343.2
Party Polarization and Social Policies in the United States (1936-2016)

Wednesday, 18 July 2018: 08:45
Location: 707 (MTCC SOUTH BUILDING)
Oral Presentation
Camila VIDAL, Universidade Federal do Rio Grande, Brazil
This paper dedicates itself to the study of party polarization regarding social policies in the United States between 1936-2016. Through the use of national platforms, this study aims to empirically verify the supposedly polarization between the two main political parties in this country and the Republican Party conservative ascendance. As a methodological tool chosen, it aims, also and as a consequence of it, to contribute to new research methods in the study of political parties and conservative rise. In this research, the Republican and Democratic national platforms were used as an indicative of party ideological portrait.

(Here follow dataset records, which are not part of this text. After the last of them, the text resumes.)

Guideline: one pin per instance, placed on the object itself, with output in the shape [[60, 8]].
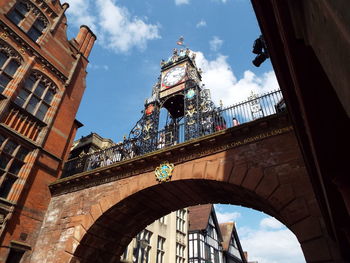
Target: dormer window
[[25, 9], [9, 63], [37, 29], [36, 95], [18, 13]]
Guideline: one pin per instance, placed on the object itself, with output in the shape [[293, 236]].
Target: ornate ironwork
[[206, 122]]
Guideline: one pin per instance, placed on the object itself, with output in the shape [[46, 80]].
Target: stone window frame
[[12, 160], [181, 220], [38, 27], [34, 101], [160, 249], [12, 57]]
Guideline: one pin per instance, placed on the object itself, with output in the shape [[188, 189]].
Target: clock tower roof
[[178, 57]]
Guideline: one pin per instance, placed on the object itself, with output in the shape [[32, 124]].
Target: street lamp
[[260, 49]]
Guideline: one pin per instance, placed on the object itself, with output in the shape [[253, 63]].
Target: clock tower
[[188, 105]]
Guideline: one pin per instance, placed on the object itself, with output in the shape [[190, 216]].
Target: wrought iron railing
[[209, 122]]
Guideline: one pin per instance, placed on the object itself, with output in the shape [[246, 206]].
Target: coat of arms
[[164, 172]]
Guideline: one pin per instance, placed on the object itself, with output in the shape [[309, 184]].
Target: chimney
[[86, 39]]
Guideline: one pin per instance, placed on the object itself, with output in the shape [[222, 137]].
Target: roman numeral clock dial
[[174, 76]]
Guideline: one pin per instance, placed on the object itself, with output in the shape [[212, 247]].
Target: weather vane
[[180, 42]]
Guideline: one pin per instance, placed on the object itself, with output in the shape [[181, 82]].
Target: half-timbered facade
[[42, 80]]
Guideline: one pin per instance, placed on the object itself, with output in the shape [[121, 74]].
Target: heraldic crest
[[164, 172]]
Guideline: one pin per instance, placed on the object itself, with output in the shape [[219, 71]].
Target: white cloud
[[269, 245], [182, 2], [224, 217], [115, 27], [219, 77], [271, 222], [215, 43], [201, 23]]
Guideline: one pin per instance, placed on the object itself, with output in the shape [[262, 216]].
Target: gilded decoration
[[164, 172]]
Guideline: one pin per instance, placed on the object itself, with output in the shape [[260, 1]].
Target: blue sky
[[133, 37]]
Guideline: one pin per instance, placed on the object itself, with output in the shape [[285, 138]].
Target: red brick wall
[[64, 63], [97, 222]]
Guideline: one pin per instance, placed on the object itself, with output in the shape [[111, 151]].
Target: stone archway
[[95, 223]]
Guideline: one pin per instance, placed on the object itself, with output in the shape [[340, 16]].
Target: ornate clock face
[[174, 75]]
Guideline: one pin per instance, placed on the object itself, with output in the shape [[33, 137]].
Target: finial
[[180, 42]]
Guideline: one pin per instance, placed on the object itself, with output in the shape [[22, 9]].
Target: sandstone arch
[[95, 223]]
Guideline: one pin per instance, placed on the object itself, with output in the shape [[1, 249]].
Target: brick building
[[42, 80]]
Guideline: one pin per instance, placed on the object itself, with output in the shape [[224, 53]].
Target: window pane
[[15, 17], [15, 256], [29, 84], [22, 153], [21, 97], [3, 58], [39, 90], [32, 104], [15, 167], [34, 33], [10, 147], [49, 96], [4, 80], [4, 160], [40, 25], [6, 186], [22, 8], [12, 67], [2, 139], [42, 111]]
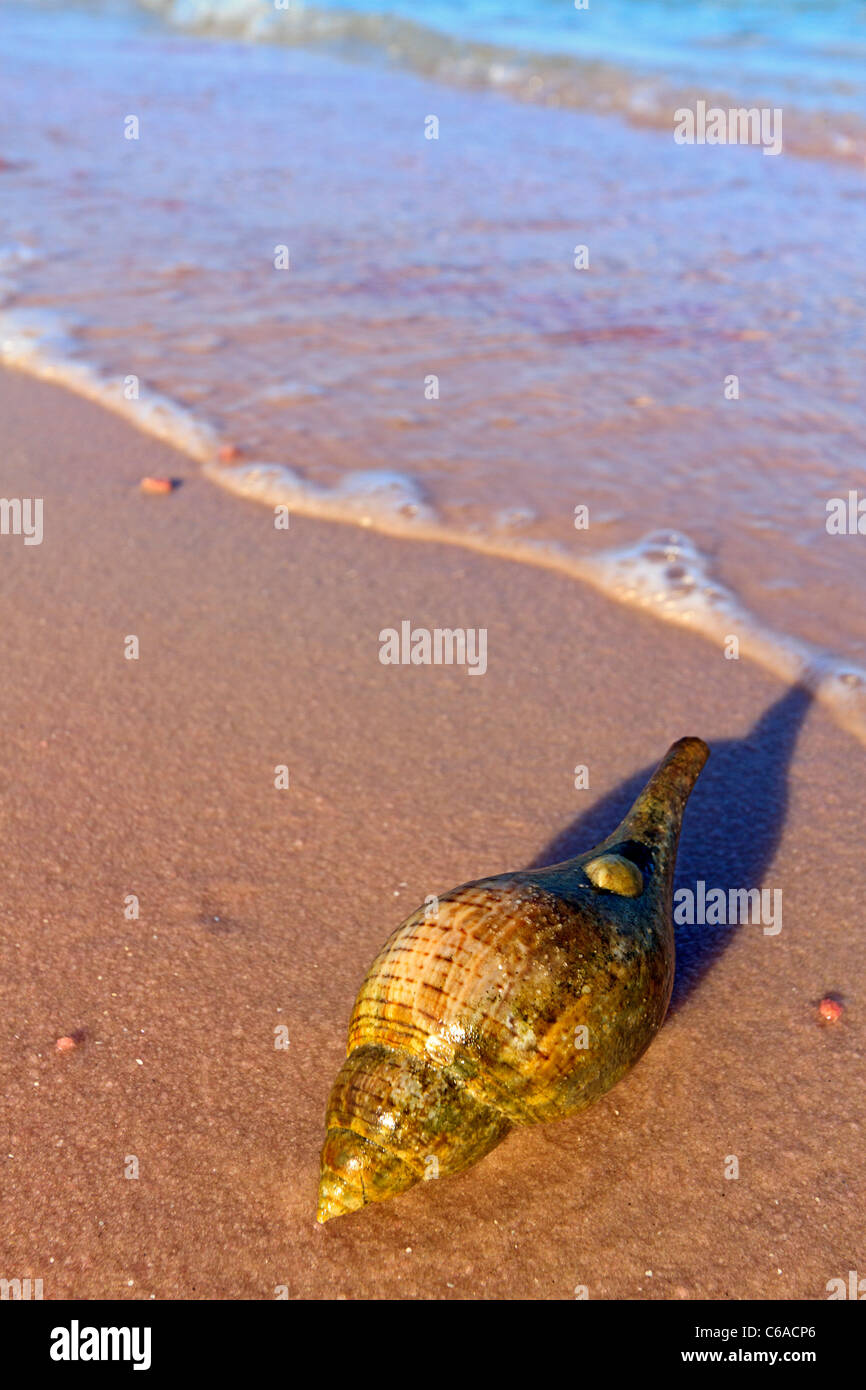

As such, through the creation of categories such as abortion, homosexuality, civil rights movement, and others; and scales of gradation built through informational programs such as SPSS and NVivo, the political positioning of these two parties were measured and compared seeking to verify ideological approximations and distances as well as conservative ascendance and/or decline. The results show us that, indeed, there is a party polarization in recent period when referring to social policies caused, mainly, by a sharp conservative rise by the Republican party that began in the 1970s. Result of an exhaustive work of reading, interpreting and coding 42 documents that embrace almost a century of history, this paper contributes to a greater comprehension of a recent political and social phenomena of great importance for Sociology and Political Science that provides empirical evidence of what now seems to be a fact throughout the globe: the rise of new right wing parties and the ascendance of conservative thought in old ones.